2010-04-02 |  春の草木 の 俳句

** 花の雲( はなのくも)・花房( はなぶさ)・花弁( はなびら)・花の姿( はなのすがた)・はなの香( はなのか)・花の輪( はなのわ)・花の友( はなのとも)・花の主( はなのあるじ)・花笠( はながさ)・花の庭( はなのにわ)・花の門( はなのもん)・花の都( はなのみやこ)・花盛り( はなざかり)・花明り( はなあかり)・花便り( はなだより)・花の露( はなのつゆ)・花朧( はなおぼろ)・花の陰( はなのかげ)・花の奥( はなのおく)・花の名残( はなのなごり)・花を惜しむ( はなをおしむ)・花の色( はなのいろ)・花の粧( はなのよそおい)・花の錦( はなのにしき)・花埃( はなぼこり)

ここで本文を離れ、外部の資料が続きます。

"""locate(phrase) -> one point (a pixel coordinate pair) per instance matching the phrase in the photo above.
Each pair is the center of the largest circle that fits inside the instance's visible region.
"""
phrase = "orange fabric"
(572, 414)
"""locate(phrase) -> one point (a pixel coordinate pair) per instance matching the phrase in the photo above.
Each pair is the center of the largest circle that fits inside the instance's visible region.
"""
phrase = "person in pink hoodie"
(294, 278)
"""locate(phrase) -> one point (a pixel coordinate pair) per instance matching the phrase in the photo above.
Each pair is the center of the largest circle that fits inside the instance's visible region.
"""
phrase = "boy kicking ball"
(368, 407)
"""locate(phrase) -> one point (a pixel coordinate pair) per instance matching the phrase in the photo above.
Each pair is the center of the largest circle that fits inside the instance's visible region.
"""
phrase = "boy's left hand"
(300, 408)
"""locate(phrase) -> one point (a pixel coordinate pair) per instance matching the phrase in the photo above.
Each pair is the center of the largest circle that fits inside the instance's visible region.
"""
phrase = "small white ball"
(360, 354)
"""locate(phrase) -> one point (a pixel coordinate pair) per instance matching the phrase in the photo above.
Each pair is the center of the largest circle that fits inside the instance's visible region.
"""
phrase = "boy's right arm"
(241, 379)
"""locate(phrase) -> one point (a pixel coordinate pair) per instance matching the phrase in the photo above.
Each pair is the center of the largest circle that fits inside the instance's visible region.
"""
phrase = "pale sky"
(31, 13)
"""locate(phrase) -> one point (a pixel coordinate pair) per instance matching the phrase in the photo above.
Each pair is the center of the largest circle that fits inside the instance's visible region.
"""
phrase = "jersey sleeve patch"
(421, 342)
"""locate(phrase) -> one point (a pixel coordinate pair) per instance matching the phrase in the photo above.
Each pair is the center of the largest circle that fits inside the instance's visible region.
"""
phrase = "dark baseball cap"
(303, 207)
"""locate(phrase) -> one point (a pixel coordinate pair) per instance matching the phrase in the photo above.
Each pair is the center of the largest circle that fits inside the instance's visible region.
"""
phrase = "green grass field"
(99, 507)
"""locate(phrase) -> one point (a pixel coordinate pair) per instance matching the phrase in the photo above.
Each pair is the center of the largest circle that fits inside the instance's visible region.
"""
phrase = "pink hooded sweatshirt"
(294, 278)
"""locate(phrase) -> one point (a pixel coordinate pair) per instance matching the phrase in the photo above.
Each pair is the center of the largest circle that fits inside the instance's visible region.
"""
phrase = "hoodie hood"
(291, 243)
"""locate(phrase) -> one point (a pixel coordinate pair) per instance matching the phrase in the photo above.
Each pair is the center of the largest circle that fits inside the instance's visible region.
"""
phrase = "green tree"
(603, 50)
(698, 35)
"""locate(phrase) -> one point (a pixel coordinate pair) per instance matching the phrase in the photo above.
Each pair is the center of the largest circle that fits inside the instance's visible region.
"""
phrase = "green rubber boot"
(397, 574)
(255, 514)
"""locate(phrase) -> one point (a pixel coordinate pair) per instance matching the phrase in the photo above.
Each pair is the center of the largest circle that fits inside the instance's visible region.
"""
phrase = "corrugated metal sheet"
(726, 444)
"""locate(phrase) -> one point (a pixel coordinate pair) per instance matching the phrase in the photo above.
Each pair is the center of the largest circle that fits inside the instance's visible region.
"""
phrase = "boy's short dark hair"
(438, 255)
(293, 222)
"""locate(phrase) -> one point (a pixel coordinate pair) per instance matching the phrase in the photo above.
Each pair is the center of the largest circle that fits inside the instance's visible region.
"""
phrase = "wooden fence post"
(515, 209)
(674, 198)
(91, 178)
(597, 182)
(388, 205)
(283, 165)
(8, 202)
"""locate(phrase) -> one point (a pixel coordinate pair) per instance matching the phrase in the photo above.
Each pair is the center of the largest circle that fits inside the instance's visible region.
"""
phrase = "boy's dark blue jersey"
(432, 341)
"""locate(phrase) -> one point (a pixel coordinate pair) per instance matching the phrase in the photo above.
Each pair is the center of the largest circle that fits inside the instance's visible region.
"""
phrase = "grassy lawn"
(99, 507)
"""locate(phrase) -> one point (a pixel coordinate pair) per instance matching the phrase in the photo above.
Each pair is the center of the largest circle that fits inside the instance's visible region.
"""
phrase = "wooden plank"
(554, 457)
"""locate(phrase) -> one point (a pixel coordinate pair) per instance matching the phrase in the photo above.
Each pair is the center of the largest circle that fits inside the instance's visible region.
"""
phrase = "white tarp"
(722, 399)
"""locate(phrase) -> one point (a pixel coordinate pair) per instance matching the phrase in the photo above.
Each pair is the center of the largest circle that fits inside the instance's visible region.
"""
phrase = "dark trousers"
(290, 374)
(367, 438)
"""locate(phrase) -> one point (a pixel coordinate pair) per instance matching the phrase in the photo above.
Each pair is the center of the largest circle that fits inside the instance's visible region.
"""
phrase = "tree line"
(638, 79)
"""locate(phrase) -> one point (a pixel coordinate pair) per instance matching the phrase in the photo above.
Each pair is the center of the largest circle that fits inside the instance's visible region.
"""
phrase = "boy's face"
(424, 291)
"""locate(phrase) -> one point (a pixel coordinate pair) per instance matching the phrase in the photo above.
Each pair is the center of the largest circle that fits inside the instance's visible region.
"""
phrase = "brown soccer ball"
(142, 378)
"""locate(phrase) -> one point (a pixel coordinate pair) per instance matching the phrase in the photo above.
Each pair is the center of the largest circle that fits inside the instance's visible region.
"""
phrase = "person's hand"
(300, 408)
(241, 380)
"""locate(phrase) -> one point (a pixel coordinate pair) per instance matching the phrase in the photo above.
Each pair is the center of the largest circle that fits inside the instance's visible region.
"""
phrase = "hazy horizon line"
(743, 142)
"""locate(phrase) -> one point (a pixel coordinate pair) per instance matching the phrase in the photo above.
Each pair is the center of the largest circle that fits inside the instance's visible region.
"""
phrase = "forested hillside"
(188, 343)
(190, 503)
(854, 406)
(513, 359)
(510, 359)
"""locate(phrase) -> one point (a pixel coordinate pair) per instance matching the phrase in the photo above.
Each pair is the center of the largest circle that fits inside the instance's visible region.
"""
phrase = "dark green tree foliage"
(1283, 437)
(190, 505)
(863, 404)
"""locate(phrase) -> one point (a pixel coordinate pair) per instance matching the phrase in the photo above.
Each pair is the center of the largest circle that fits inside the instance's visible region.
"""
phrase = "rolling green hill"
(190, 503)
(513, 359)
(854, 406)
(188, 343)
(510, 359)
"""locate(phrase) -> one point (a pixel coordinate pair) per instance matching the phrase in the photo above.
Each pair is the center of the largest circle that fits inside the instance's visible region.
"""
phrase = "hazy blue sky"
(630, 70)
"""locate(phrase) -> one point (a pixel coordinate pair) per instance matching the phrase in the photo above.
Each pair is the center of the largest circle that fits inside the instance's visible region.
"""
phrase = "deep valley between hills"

しばらくは花の上なる月夜かな ・・・・・ 芭蕉 [初蝉]
咲き満ちてこぼるる花もなかりけり ・・・・・ 高浜虚子 [虚子句集]
チチポポと鼓打たうよ花月夜 ・・・・・ 松本たかし [鷹]
花に問へ奥千本の花に問ヘ ・・・・・ 黒田杏子 [一木一草]


俳句では、花と言うと、
ふつう桜の花を指します。
桜は植物をさすのに対して、
花という言葉は、心に映るもので、
より華やかなふくらみがあり、
詩的な印象を与えるとも言えるのでしょうか。
桜を花と表した美しい言葉には、
花吹雪・花筵・花篝・花守・花人・
花衣・花疲・花冷え・花時 などもあります。

  [ バラ科サクラ属のサクラ亜属の樹木の中で一般に花が美しく、鑑賞されるもの ]

まつすぐに来て白満つる花と会ふ ・・・・・ みなみ
ただ臥してゐるほかはなし花明り ・・・・・ みなみ


「根尾谷の薄墨桜」の古木は、
ちょうど見ごろで白い花に満ちていました。
散る時の薄墨色の花も見たいと思いました。